Runoff simulation in Karst regions by integrating deep learning with physically-based hydrological models

The water cycle mechanism of karst regions is complex, posing a significant challenge to the collection of geologic data. Thus, further improvement of the runoff simulation performance of hydrological models in these regions is a research challenge that requires attention. By coupling an improved EXP-HYDRO model, a two-layer NRIHM model, and a recurrent neural network algorithm, a hydrological model was developed that integrates the physical mechanisms and artificial intelligence (AI). Simulation and validation of the model were performed for two karst regions: the Nanyang River basin in the middle reaches of the Yangtze River and the Yeji River basin in the middle reaches of the Wujiang River. The findings suggest that the coupled hydrological model can significantly improve the simulation accuracy of the daily runoff process in karst areas.
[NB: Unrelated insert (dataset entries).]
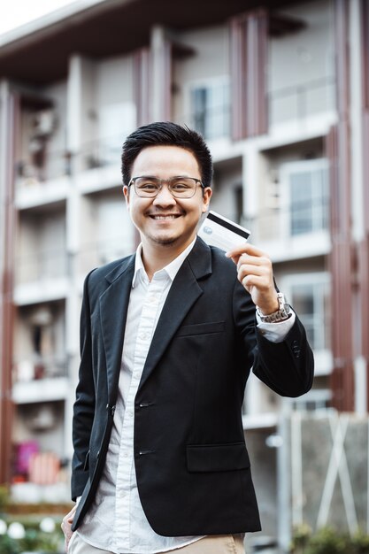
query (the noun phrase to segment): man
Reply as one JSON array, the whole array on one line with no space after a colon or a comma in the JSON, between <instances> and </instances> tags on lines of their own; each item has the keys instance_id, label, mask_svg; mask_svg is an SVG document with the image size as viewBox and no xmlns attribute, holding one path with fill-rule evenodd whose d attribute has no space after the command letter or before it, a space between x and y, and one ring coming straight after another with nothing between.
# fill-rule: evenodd
<instances>
[{"instance_id":1,"label":"man","mask_svg":"<svg viewBox=\"0 0 369 554\"><path fill-rule=\"evenodd\" d=\"M244 532L260 529L247 378L252 367L277 393L304 394L311 350L265 253L245 243L225 256L196 238L212 174L198 134L140 127L122 172L142 242L85 281L66 543L71 554L241 553Z\"/></svg>"}]
</instances>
Compared with conventional hydrological models, the coupled model can improve the Nash-Sutcliffe efficiency by approximately 19.7% in the Nanyang River basin and 37.1% in the Yeji River basin. Moreover, owing to the learning of physical mechanisms, the coupled model exhibits better simulation accuracy than purely data-driven approaches, suggesting that the comprehensive prediction performance of AI models can be effectively improved by properly selecting and learning different physical mechanisms.